2. Description of the Prior Art
Conventionally, an optical semiconductor device as a display unit formed from light-emitting diodes in a plurality of locations arranged in matrix form can display specified data when the light-emitting diodes are set to ON or to OFF. At the present time, such an optical semiconductor device is widely used both indoors and outdoors as a display device such as a display panel in which a specific number of light-emitting diodes are combined.
For example, these display devices are installed on the shoulder of a highway to provide road data for drivers, or the like, or are installed in railway stations to provide passengers with a guide to the departure and arrival times of the trains. FIG. 1A is a plan view of an optical semiconductor device 1 used as a display unit for a conventional display device. This display device 1 is fabricated from nine light-emitting diodes 2.
The light-emitting diodes 2 are arranged in a peripheral member 3 in a systematic matrix form. A resin 4 is filled between the light-emitting diodes 2 of the peripheral member 3 to secure the light-emitting diodes 2 in the peripheral member 3. FIG. 1B is a sectional view along a line A--A' of the optical semiconductor device 1 of FIG. 1.
For example, a plurality of optical semiconductor devices 1 are combined and arranged in one plane, for example, to form a display device for information in a railroad station as stated above. FIG. 2A is a plan view of a display device 7 used as a display unit, formed by combining a plurality of conventional optical semiconductor devices 1. FIG. 2B is a sectional view along a line B-B' of the display device 7 shown in FIG. 2A.
In the display device 7 shown in FIG. 2A, for example, in the case of an outdoor installation, the sunlight shines directly onto the light-emitting diodes 2, which are, specifically, LED lamps. In this case, it is difficult to distinguish whether the LED lamps 2 are illuminated or extinguished, so, as a result, there is the problem that the displayed data cannot be understood. Conventionally, to solve this problem, a louver 5, for example, is provided in one part of the peripheral member 3 of the optical semiconductor device 1, as shown in FIG. 1B, so that external light does not shine directly onto the LED lamp 2.
As a result, when the LED lamp 2 is extinguished it is difficult for external light to be directed onto the LED lamp 2 or the resin 4 and there is a large difference between the amount of light from the light-emitted diode 2 when the light-emitting diode 2 is lighted and the amount of light from the resign 4 in the optical semiconductor device 1 when the diode 2 is extinguished. Specifically, the clarity of contrast in the total optical semiconductor device 1 is large. Accordingly, a good display is possible.
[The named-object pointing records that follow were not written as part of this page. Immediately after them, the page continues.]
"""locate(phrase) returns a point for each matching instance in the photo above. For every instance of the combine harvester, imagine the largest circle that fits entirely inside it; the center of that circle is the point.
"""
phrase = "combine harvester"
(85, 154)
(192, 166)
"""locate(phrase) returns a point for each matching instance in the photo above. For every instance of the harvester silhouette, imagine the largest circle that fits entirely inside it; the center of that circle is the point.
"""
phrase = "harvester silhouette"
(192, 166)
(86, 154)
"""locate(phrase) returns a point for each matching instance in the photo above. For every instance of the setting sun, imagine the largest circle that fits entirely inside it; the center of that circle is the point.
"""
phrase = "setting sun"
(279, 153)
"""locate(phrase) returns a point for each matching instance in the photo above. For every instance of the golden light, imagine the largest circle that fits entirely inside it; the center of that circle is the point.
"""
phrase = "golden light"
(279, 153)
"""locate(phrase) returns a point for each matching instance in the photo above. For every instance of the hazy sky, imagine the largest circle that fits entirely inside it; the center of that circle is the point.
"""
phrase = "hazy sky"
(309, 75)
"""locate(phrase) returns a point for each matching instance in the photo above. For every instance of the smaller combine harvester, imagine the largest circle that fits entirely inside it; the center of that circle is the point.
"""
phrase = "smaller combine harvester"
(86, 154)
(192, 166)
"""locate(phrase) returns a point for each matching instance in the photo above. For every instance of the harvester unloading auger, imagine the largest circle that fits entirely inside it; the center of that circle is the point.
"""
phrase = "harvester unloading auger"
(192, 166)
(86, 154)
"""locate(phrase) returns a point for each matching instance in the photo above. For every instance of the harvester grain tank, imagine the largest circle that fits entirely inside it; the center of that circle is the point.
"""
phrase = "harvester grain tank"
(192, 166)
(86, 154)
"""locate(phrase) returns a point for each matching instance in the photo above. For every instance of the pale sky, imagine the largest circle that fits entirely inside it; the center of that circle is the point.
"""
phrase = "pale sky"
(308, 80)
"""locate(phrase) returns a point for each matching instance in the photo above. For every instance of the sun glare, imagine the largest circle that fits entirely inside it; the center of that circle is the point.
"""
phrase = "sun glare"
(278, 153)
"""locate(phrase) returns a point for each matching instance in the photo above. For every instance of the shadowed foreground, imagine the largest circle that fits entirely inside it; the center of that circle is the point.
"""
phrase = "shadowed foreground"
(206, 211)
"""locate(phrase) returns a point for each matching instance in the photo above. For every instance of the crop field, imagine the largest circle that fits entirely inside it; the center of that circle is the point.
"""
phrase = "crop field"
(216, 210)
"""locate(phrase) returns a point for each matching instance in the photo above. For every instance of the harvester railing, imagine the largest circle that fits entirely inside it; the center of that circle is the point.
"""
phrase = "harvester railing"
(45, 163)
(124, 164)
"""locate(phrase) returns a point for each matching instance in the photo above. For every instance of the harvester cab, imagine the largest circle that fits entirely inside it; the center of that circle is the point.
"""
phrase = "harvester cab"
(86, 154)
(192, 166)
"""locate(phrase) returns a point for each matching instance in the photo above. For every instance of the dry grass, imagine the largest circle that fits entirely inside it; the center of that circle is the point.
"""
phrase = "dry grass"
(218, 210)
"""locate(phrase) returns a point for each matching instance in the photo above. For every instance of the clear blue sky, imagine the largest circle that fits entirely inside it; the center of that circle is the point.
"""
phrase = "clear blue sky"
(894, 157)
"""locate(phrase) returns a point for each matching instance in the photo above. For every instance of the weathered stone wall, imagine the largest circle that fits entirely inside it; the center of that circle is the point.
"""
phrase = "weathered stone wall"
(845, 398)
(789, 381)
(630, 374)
However, the optical semiconductor device 1 is arranged in matrix form to form the display device 7, and when a long louver 5 is provided in the peripheral member 3 to restrain the effect of external light, the visibility in the display device 1 in the vertical direction in particular is lost. For this reason, there are cases where the louver 5 must be short, depending on the location at which the display device 1 is installed and the magnitude of the display portion. For example, in the case of a display device utilizing the optical semiconductor device shown in FIG. 1A and FIG. 1B, there are occasions when the LED lamp 2 is difficult to see when viewed from the B direction. For this reason, the louver 5 must be short.
In such a case, the louver 5 cannot block out a sufficient amount of external light, and when the LED lamp 2 is illuminated or extinguished, the contrast in a specific direction is poor.
In addition, the resin 4 used for setting the light-emitting diode 2 in the peripheral member 3 normally has a low viscosity. Specifically, in the case where a high viscosity resin is used, it is run into the perimeter of the light-emitting diode 2 and cured to avoid the production of cavities at the periphery of the light-emitting diode 2. However, when a low viscosity resin is used a mirror-like surface is formed. As a result, external light directed onto the surface of the resin 4 is reflected in a specific direction so that it is impossible to understand the display data.
As a countermeasure for such inconveniences, the reflection of external light from the LED lamp 2 can be restrained to a certain extent by changing the shape of the LED lamp 2. However, no effective countermeasure has as yet been found for the resin problem.
As explained above, in a conventional optical semiconductor device 1 utilizing a display device which is mainly for outdoor application, a long louver 5 for blocking out the light provided to the peripheral member 3 cannot be used, therefore external light is strongly reflected from the surface of the resin 4 which is filled into the peripheral member 3. This gives rise to the drawback that the optical semiconductor device, specifically, the display device, is difficult to see.